Изамбар. История прямодушного гения | страница 98
Впрочем, я несколько отвлекся… Так вот, глядя на костюм Изамбара, недорогой, но красивый, чрезвычайно ему подходящий, я уловил желание походить на нас и как можно меньше выделяться. Желание неумелое и по сути неосуществимое. Во-первых, наивный юноша пытался перенять стиль, в основе которого лежало стремление выделиться.

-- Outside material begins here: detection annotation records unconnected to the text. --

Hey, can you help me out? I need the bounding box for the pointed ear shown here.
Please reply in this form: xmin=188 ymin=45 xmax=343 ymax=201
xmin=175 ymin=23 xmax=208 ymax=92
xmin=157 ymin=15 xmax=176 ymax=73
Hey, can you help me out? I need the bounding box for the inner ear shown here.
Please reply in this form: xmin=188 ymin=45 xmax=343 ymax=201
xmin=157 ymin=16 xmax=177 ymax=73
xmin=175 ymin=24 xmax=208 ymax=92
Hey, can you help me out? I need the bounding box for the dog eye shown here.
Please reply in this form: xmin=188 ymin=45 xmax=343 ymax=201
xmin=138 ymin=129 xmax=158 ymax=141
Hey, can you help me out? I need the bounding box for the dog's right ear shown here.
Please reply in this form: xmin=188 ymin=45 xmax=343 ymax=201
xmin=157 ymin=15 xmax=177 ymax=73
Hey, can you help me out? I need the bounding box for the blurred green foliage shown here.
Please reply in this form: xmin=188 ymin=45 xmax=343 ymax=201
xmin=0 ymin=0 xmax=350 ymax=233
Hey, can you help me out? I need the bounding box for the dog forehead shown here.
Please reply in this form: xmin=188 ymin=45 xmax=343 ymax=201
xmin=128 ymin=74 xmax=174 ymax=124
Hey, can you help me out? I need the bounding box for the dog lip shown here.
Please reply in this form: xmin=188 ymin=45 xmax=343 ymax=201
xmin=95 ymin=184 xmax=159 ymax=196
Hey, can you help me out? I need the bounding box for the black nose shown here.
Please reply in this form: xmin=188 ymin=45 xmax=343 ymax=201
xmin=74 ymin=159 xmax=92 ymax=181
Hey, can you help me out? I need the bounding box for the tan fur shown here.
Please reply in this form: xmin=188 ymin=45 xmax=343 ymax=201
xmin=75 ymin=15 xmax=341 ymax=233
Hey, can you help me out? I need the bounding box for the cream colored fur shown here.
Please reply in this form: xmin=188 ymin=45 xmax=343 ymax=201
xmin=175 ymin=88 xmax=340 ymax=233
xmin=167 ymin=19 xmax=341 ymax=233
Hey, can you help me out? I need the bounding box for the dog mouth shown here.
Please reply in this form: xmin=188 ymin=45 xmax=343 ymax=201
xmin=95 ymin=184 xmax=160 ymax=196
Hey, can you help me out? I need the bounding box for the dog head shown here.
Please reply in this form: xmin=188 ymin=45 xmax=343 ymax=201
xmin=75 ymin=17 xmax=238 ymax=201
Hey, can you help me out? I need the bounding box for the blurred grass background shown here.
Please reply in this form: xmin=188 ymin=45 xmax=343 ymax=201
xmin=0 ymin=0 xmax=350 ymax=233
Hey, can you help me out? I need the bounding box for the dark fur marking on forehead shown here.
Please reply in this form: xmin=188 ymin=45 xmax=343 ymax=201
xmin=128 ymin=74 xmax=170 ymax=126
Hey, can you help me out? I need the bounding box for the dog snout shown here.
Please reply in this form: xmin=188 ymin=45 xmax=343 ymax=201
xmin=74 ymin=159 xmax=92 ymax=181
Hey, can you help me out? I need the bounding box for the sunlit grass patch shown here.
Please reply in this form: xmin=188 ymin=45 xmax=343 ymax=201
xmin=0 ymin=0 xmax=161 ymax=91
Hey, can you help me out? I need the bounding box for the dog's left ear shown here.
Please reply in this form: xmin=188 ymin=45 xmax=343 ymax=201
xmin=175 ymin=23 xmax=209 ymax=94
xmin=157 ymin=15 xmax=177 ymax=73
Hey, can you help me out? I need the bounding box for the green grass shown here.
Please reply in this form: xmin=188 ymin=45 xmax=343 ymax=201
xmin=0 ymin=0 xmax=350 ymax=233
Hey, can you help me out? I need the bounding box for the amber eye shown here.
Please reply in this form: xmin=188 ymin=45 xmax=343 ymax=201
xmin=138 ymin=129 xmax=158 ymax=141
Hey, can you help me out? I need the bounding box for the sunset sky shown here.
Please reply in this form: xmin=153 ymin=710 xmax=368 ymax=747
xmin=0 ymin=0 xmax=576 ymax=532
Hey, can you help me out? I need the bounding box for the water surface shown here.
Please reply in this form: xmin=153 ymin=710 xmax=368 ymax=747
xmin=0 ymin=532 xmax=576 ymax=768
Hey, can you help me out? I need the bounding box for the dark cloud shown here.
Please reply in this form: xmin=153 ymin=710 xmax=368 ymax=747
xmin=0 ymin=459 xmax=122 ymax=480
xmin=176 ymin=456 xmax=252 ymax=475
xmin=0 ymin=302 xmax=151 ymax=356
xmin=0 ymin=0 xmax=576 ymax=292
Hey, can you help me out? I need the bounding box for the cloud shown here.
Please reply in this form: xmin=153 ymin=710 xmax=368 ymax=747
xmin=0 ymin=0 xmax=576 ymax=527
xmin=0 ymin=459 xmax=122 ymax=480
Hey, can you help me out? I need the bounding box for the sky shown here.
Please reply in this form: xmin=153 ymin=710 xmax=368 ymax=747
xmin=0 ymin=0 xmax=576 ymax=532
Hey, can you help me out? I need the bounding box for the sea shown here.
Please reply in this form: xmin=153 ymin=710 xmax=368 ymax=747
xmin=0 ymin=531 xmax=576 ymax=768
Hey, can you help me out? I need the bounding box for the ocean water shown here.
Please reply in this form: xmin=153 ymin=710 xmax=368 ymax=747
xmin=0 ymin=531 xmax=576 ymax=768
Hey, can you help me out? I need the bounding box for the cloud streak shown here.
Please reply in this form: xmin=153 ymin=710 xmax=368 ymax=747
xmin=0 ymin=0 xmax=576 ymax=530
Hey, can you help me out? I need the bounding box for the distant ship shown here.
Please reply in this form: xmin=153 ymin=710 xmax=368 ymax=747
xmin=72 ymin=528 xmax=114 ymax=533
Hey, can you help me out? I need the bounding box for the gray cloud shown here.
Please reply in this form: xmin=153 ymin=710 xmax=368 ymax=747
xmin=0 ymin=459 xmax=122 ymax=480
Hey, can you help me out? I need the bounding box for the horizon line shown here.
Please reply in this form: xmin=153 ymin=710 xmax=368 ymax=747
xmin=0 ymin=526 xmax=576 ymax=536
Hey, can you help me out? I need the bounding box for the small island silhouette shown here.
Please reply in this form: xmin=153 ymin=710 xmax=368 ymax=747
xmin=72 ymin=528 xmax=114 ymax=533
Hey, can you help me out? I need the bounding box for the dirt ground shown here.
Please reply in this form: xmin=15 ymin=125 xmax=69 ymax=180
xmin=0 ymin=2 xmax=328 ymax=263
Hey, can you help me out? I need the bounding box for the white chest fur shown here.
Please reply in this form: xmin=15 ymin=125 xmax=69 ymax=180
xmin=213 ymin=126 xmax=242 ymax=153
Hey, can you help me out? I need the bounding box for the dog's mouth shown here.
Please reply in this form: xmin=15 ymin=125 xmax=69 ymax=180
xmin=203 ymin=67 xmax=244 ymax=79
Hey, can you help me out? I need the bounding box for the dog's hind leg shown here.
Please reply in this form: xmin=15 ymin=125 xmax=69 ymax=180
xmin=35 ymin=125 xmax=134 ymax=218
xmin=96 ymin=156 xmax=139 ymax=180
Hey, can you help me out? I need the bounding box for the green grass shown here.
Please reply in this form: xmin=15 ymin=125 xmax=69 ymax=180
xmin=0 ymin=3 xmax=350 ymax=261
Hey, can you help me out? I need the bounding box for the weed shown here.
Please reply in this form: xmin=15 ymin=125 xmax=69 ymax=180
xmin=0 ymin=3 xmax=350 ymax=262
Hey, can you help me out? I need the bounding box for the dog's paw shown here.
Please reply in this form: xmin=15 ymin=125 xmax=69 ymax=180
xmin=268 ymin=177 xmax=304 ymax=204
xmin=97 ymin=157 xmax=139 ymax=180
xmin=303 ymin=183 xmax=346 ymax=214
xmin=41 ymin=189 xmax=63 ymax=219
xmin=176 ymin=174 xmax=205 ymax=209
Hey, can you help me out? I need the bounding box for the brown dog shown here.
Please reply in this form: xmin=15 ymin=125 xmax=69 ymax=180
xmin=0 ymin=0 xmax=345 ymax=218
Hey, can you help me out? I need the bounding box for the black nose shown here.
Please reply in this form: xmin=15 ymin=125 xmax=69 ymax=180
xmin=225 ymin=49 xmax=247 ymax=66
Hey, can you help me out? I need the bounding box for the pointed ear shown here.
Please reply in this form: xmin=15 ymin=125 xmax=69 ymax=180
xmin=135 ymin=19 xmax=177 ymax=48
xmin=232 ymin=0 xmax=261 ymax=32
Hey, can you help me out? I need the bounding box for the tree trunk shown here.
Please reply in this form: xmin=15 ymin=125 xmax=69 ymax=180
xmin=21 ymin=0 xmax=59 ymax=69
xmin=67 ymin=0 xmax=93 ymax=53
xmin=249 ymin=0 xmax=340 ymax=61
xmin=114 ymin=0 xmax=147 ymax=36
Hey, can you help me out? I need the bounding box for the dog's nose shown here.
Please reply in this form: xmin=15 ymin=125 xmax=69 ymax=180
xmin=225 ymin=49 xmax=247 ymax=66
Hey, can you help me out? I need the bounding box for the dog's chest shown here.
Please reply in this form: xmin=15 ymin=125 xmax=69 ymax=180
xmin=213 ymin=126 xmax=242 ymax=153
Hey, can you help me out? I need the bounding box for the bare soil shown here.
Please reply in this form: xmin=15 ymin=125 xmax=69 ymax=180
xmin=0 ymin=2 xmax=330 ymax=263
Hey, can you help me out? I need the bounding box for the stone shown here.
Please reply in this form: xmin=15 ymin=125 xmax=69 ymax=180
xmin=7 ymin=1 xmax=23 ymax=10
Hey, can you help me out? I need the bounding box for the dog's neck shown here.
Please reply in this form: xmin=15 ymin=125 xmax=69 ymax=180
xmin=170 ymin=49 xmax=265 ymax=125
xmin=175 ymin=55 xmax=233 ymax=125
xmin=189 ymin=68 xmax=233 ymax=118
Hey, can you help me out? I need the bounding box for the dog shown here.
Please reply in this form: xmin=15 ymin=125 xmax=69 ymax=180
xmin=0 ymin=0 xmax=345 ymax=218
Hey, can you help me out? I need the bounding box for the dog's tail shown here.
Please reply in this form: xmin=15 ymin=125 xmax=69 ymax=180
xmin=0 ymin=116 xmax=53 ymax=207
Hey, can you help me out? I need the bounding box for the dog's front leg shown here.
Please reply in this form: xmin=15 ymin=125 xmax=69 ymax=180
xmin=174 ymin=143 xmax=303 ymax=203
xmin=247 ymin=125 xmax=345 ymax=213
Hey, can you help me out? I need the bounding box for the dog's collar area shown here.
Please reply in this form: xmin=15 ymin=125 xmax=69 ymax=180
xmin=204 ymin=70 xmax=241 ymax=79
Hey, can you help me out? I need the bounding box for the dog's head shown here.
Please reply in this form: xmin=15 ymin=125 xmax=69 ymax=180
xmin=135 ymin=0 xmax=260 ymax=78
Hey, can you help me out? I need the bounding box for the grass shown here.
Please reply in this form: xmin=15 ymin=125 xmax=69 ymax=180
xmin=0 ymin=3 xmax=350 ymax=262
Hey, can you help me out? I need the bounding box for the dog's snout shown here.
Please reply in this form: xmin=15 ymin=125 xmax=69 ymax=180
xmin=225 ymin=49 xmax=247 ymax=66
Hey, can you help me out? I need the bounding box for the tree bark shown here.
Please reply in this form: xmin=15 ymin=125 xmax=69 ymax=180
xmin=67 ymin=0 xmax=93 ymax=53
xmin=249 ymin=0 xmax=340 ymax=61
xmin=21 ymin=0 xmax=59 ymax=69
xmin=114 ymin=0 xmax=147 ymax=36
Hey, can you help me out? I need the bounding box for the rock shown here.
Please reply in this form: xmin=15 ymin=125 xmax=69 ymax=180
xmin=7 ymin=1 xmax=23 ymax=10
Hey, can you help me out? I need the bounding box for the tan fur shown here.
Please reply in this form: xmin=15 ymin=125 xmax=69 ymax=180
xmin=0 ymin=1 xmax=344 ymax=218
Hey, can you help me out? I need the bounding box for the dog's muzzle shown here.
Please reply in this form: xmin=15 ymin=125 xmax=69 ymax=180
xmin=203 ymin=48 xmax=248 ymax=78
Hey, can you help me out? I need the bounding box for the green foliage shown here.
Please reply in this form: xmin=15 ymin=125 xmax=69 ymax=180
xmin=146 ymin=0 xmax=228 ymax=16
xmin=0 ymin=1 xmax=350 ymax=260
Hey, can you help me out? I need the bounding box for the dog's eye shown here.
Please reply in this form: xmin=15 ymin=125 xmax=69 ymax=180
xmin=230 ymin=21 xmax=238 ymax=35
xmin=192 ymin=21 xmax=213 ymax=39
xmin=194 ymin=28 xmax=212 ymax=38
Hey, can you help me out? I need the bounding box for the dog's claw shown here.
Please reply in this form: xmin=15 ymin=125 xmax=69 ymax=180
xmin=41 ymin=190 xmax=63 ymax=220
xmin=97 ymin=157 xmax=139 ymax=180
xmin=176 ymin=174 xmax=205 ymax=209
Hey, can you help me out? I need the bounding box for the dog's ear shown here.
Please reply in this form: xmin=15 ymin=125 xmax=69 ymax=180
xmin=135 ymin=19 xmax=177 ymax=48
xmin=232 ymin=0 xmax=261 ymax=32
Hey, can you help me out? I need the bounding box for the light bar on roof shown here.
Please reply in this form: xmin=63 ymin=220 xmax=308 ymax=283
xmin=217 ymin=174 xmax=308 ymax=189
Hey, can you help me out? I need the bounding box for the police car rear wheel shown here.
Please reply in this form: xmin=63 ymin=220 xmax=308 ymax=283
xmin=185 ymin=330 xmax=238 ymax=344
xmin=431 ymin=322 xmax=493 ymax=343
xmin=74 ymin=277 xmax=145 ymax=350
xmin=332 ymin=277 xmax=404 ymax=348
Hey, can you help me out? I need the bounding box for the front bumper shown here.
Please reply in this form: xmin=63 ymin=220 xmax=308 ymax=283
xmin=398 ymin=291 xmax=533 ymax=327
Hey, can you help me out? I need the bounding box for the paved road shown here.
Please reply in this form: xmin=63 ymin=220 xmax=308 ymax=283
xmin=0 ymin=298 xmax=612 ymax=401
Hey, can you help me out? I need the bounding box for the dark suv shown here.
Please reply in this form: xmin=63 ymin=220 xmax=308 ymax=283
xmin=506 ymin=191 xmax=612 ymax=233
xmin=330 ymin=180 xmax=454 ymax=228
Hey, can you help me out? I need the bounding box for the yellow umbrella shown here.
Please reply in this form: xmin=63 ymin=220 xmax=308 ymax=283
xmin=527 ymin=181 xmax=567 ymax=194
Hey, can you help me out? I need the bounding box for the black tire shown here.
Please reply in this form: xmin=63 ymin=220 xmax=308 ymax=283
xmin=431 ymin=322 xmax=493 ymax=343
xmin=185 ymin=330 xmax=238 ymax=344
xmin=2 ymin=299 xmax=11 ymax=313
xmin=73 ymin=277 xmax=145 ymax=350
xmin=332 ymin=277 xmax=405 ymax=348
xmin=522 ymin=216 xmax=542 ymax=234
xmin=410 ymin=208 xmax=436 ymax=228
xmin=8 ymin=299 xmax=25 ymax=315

А во-вторых, именно ему было одинаково сложно раствориться как в рыночной толпе, так и в кругу молодых эстетов, помешанных на своей творческой неповторимости, – он был слишком странен и по-настоящему неповторим, а в манере носить платье обнаруживал такое врожденное благородство, такое небрежное изящество, что мог бы стать либо нашим королем и кумиром, либо непобедимым соперником и общим врагом. Но все это было ему невдомек.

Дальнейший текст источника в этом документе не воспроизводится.